When she reached the top of Everest with a Ukrainian flag last week, Antonina Samoilova, 33, had tears in her eyes, she confessed on Wednesday after returning to Kathmandu.
The flag carried the motto “Stand With Ukraine” (“Support Ukraine”), a message also for his father and brother who serve in the army, defending their country from the Russian invasion.
“It’s a shame” that the world doesn’t pay more attention to Ukraine, he told AFP. “It’s not good for us Ukrainians because we need more help, we need everyone to help us,” she said.
“I already knew before the expedition that I am the only Ukrainian on Everest this year. That propelled me to go to the summit because I knew if it wasn’t me, who would it be?” she says.
When news of the Russian invasion reached her in February, Samoilova was atop Pico de Orizaba, the highest mountain in Mexico.
His first news of the war was given to him by his sister from a kyiv bomb shelter.
On his way back after reaching the top of Everest, he learned that the region where his father and brother had volunteered to fight was quiet. Thank God, she remembers him thinking.
And once he reached base camp, his phone vibrated with hundreds of messages of support from friends and strangers.
“Tonia, you are not only our pride, you are the pride of all Ukraine,” her father told her in a message.
For this year’s Everest spring climbing season, which runs from mid-April to the end of May, Nepal has issued 319 permits to foreign climbers, each accompanied by at least one guide.

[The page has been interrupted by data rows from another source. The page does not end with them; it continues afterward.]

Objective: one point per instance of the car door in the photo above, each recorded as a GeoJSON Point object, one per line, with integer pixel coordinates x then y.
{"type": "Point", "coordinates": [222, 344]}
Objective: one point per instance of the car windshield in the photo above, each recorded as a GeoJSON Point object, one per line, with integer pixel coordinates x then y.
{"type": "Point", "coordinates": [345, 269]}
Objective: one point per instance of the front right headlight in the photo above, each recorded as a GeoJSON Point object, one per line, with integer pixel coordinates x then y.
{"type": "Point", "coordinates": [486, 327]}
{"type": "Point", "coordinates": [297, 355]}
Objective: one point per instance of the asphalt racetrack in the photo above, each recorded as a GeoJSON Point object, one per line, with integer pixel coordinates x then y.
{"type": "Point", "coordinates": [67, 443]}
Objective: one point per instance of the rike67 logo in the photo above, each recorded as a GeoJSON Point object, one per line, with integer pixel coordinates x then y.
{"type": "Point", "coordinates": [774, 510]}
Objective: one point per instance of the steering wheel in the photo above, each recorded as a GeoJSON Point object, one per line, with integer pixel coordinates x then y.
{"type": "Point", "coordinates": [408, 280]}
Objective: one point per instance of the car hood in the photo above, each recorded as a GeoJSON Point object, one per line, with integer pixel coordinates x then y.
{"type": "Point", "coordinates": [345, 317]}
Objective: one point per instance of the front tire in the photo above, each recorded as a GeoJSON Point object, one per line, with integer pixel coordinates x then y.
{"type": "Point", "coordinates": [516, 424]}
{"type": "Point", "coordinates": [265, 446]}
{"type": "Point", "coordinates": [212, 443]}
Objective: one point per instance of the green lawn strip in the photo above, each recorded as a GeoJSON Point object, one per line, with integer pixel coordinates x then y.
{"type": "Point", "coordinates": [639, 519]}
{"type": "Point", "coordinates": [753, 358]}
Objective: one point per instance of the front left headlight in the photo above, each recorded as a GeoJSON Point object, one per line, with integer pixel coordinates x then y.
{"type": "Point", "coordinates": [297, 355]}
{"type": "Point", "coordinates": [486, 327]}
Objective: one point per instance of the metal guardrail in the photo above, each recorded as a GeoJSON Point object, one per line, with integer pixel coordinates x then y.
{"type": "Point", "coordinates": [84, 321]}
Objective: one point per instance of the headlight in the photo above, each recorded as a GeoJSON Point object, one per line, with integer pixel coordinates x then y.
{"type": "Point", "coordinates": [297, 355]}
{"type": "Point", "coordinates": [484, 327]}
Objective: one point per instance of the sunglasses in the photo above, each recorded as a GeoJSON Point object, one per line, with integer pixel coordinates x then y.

Samoilova aspires to enter the select club of climbers who have managed to climb the Seven Summits – the highest mountains on each continent – and has already completed Kilimanjaro in Africa, Mount Elbrus in Europe and Vinson in Antarctica.
But first he plans to see his sister and nephew, who fled to Croatia, and then return to his father and brother in Ukraine. “I just want to hug them,” she says.